Os punks, os góticos,
os emos admiradores de todos os gêneros de música
pop costumam se reunir em grupos com gírias, roupas
e adereços próprios. São as tais tribos
urbanas. A expressão, claro, tem sentido figurado.
Entre os fãs de heavy metal, porém, quase se
pode utilizá-la na acepção literal. "Os
metaleiros me fazem lembrar de tribos guerreiras do passado.
Mais do que a afinidade musical, eles têm uma espécie
de comprometimento ideológico", diz o antropólogo
Sam Dunn, um dos três diretores do documentário
Metal: uma Jornada pelo Mundo do Heavy Metal
(Canadá, 2005), em cartaz desde sexta-feira no país.
E talvez seja até mais apropriado dizer que os fãs
do metal formam uma seita, tal a devoção às
vezes irracional com que eles seguem os mandamentos de seus
ídolos. Em uma das cenas mais bizarras do filme, um
fã tatua o nome da banda Slayer no braço
e a tinta usada é o seu próprio sangue. Dunn
e seus dois co-diretores, Scott McFadyen e Jessica Joy Wise,
retratam o metal e seus exaltados fãs de forma generosa.

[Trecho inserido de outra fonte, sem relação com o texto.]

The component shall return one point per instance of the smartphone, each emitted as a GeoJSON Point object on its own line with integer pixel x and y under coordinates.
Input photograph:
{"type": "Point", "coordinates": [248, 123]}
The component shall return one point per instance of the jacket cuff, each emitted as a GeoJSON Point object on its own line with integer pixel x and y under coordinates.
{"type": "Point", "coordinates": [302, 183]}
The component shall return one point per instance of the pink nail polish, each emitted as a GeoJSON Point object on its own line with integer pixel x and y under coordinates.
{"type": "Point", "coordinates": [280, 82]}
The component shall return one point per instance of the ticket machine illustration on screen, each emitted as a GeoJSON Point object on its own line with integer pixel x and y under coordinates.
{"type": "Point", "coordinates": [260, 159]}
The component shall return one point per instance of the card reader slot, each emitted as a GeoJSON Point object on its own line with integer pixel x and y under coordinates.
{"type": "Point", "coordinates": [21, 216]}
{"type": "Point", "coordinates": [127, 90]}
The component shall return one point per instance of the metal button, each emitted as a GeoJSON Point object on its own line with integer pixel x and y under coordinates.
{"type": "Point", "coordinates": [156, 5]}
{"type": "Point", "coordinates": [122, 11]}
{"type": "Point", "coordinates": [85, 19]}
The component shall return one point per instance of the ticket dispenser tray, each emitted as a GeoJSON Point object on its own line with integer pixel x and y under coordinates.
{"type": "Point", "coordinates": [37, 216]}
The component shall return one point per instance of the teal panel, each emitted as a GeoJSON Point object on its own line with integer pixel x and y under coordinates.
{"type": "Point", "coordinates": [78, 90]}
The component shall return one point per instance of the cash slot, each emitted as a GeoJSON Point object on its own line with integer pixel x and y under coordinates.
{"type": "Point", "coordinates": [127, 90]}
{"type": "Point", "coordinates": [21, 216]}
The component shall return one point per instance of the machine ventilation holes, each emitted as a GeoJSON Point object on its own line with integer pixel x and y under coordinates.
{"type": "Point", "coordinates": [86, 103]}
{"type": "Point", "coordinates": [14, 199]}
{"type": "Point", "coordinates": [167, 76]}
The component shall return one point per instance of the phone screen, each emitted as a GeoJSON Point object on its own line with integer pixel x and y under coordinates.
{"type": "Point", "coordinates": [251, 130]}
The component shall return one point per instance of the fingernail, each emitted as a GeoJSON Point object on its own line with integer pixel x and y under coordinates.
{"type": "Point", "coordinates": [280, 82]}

Mas são também realistas na caracterização,
digamos, psicossocial do metaleiro típico. Ele é
em geral um jovem tímido e não muito hábil
com as meninas (a seita é majoritariamente masculina).
As guitarras distorcidas, a bateria acelerada e as letras
que falam de demônios e exaltam a misoginia oferecem
uma forma de extravasar ressentimentos.
Divulgação
O
diretor Sam Dunn na Noruega: ele é antropólogo
O documentário traz entrevistas com ídolos do metal, como Tony
Iommi, guitarrista do Black Sabbath, e Bruce Dickinson, vocalista do Iron Maiden.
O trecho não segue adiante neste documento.